The 750-member Turnhouse Golf Club wants to open the facility and replace its century-old clubhouse which is racking up mounting repair bills. Five homes would also be created in derelict buildings at the course.
Club members hoped the scheme would attract hundreds of youngsters to the sport ahead of the Ryder Cup in Scotland in 2014.
But the plans have run into trouble because the city council classifies the driving range, as well as the five homes, as unacceptable development in the countryside.
The club, established in 1897, has submitted plans to the city council, but the scheme is set to be thrown out due to the council’s stand on the green belt.
However, golf club chiefs have raised objections to the council’s stand and argued their case to a public inquiry into the local authority’s planning blueprint for rural west Edinburgh
David Cullum, honorary secretary of Turnhouse Golf Club, said the club was desperate to open the driving range to cater for young golfers and members of the public.
"The very nature of the [council’s] local plan puts our plans in jeopardy. In many ways, the objection is a technical one," he said.
"There is a mounting repair bill for the clubhouse. There have been 11 extensions in the last 100 years to the clubhouse and keeping it together is uneconomic," he added.
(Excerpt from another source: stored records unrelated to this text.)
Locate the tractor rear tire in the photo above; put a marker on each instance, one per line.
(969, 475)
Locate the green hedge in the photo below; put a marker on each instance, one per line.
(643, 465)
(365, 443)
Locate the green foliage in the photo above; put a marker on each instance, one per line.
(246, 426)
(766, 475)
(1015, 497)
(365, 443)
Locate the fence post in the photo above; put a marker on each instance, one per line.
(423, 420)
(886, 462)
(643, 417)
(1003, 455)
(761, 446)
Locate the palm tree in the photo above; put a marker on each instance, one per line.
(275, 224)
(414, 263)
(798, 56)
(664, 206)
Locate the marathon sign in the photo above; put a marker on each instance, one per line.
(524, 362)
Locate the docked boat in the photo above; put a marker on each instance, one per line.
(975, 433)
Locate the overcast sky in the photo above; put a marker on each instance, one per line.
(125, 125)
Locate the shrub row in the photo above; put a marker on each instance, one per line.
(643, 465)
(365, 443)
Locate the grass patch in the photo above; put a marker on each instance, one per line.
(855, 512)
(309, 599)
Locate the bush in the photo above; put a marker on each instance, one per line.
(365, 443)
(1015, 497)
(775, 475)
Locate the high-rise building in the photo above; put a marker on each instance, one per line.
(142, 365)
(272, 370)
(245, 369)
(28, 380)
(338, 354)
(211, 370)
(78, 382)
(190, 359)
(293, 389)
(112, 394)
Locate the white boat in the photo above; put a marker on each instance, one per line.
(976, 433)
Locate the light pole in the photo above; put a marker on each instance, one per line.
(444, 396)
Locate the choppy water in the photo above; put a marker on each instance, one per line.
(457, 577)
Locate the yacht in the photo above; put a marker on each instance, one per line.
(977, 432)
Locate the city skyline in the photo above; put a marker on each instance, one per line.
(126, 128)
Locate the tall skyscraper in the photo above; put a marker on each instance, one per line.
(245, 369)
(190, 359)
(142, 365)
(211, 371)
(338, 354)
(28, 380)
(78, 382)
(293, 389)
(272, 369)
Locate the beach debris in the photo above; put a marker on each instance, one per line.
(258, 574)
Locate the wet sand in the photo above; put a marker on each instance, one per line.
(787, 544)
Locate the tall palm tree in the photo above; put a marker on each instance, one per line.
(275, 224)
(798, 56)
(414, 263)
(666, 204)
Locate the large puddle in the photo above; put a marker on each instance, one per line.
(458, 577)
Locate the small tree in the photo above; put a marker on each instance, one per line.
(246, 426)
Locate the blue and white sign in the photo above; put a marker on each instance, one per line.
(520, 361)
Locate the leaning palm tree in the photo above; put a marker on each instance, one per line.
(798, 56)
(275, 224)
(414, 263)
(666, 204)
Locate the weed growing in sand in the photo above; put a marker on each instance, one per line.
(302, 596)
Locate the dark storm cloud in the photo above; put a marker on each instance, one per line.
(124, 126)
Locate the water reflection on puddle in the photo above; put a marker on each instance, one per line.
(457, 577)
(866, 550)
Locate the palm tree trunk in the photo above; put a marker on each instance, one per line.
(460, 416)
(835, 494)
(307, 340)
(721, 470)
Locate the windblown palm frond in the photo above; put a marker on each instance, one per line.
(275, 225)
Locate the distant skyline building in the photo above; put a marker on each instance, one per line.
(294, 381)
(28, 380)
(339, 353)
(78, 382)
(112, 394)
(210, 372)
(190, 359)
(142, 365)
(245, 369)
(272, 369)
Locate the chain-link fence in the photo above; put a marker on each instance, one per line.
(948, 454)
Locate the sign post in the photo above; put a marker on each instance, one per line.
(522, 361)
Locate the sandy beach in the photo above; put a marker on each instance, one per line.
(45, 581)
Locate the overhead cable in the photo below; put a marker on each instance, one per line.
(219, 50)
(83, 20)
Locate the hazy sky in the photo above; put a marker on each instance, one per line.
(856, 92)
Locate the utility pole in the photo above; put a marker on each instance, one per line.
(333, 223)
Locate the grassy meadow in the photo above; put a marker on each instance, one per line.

Under the local plan for rural west Edinburgh, which sets out the principles for what development can and cannot take place in the area, any golf development is restricted to a clubhouse and storehouse.
A new driving range is only allowed if it is within or right beside an urban area, according to the planning blueprint.
The plans for new homes would also fall foul of the local plan.
Ian Anderson, treasurer of Corstorphine Community Council, said local residents had no problems with the re-development of Turnhouse Golf Club. He said: "They are using existing disused buildings and making better use of them. We can not object to that.
"We took the position that, in our eyes, the proposal does not contravene the spirit of recreation in the green belt. We didn’t feel it would destroy the open space."
A spokesman for Edinburgh City Council said today it would be "inappropriate" to comment while the inquiry was ongoing.
The public inquiry into the future of rural west Edinburgh is not expected to finish until the end of March.
It will hear evidence from scores of witnesses with Scottish Executive reporters also dealing with hundreds of written submissions.
Among the proposals in the local plan are the creation of 1000 new houses in the Kirkliston/Ratho Station area. Plans to create a second primary school on the outskirts of Kirkliston are also outlined.
Economic development in the area will also be discussed, with sites at Gogarburn and Newbridge earmarked as significant areas for future business development.
And major new transport projects, including a heavy rail link to Edinburgh Airport, a new rail station at Newbridge and the controversial tram proposals, will all be subject to scrutiny.
Lothian Golf Club, the fore- runner of Turnhouse Golf Club, was formed in 1893, but began a search for its own course just four years later.
The original version of the current course was opened in 1897 and expanded to 18 holes by 1900.
The present clubhouse, which replaced the original wooden hut version, was built in 1910.
The course itself remained largely unchanged from 1900 until 1924, before alterations suggested by designer James Braid and another major change in 1950 with the opening of the practice ground and the seventh and eighth holes.